Nun lerne ich seit gut zwei Jahren Russisch in Universitätskursen. Letztes Jahr ging ich für einen Monat nach St. Petersburg um dort einen zusätzlichen Sprachkurs zu absolvieren. Seitdem lässt mich Russland definitiv nicht mehr los. Ich vertiefte mich immer mehr in das kulturelle Russland und mache mittlerweile sogar Musik, die von alten und aktuellen russischen bzw. russischsprachigen NewWave/Post-Punk-Bands inspiriert ist.
Ich denke, was mich an Russland so fasziniert, ist die reichhaltige Kultur des Landes, die komplexe und harte politische und gesellschaftliche Vergangenheit und teilweise auch Gegenwart Russlands. Aber auch die Russinnen und Russen selbst, ihre emotionale Ehrlichkeit, Begeisterungsfähigkeit und scheinbar unerschöpfliche Kraft, das Beste aus allen Situationen herauszuholen, beeindrucken mich immer wieder aufs Neue. Außerdem ist Russland für mich immer noch ein Mysterium und so groß und umfassend, dass ich es weiterhin mit voller Neugier erschließen will.
Die russische bzw. russischsprachige Pop- und Alternativkultur mit ihren gegenwärtigen Künstlerinnen und Künstlern wie Molchat Doma, Leningrad aber auch älteren kulturellen Größen wie Viktor Zoi mit seiner Band Kino hat mich schon lange in ihren Bann gezogen. Auch die klassische russische Kunst, vor allem in ihrer architektonischen Form, mit ihrem Prunk und ihrer Massivität, aber auch Detailliertheit, wie sie nicht nur am Eremitage in St. Petersburg oder der Christ-Erlöser-Kathedrale in Moskau, sondern auch überall im ganzen Land betrachtet werden kann, bringt mich nach wie vor zum Staunen. Ich bin jedoch auch immer wieder von der, im krassen Gegensatz zur älteren, zaristischen Ästhetik stehenden, Kunst und Kultur der Sowjetunion fasziniert. Stalinistische Bauwerke wie das MGU-Gebäude in Moskau, sowjetische Denkmäler, Chruschtschowkas oder auch Propagandaposter aus den Siebzigern und Achtzigern besitzen einen gewissen Charme und versprühen eine besondere Atmosphäre. Wahrscheinlich würden die Menschen, die damals in der Sowjetunion lebten oder heute in den Plattenbauten wohnen mir in diesem Punkt eher weniger zustimmen, doch für mich wirkt vieles von dem gerade Genannten wie aus einer anderen Welt, die ich gerne erkunden möchte. Denn die osteuropäischen Gesellschaften unterscheiden sich teilweise stark von ihren westeuropäischen Pendants. Sie haben ein vorrangig konservativ geprägtes Wertesystem, welches sich jedoch auch dort langsam aber sicher – gerade in der urbanen, jüngeren Generation – verändert. Aus einem soziologischen aber auch persönlichen Blickwinkel finde ich diese Entwicklungen, insbesondere im Zusammenhang mit der post-sowjetische Vergangenheit sehr spannend. Im Allgemeinen sind diese Prozesse, die auch in anderen post-sozialistischen osteuropäischen Staaten stattfinden, überaus interessant. Ich denke für viele Menschen aus Westeuropa, die einen Faible für Osteuropa oder Russland haben, ist die Region wegen diesen signifikanten kulturellen und gesellschaftlichen Entwicklungen und den Unterschieden zu Westeuropa so beliebt. Es ist das andere, weitgehend unbekannte Europa, dass spannende Einblicke bietet, die man auf diese Art und Weise in Westeuropa nicht findet.

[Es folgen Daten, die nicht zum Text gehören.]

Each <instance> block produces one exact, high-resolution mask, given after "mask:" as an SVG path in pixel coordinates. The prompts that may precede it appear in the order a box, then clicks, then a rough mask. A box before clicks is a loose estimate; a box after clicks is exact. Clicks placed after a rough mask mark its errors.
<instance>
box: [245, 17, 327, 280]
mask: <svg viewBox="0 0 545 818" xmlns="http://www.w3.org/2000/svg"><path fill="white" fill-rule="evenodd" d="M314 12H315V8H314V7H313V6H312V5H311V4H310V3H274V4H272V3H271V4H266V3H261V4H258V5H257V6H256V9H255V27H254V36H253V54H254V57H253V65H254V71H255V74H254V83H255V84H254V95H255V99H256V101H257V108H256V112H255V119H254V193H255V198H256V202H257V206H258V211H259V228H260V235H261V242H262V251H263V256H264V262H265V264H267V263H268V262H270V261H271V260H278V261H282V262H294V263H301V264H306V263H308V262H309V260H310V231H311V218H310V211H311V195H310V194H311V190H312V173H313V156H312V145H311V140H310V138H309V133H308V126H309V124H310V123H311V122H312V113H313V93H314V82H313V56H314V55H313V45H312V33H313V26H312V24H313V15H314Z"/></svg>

Ich vermute, dass diese Besessenheit mit Osteuropa und Russland mich zu meiner Position als Praktikant bei Kulturportal Russland geführt hat. Hier habe ich die Möglichkeit, eines meiner großen Hobbies und Lebensinhalte – nämlich mich mit Russland und seiner Kultur auseinanderzusetzen – nahezu jeden Tag in Form meines Jobs zu praktizieren, indem ich immer wieder selbstständig Artikel verfassen, Interviews führen und anderen Menschen die russische Kultur näherbringen kann.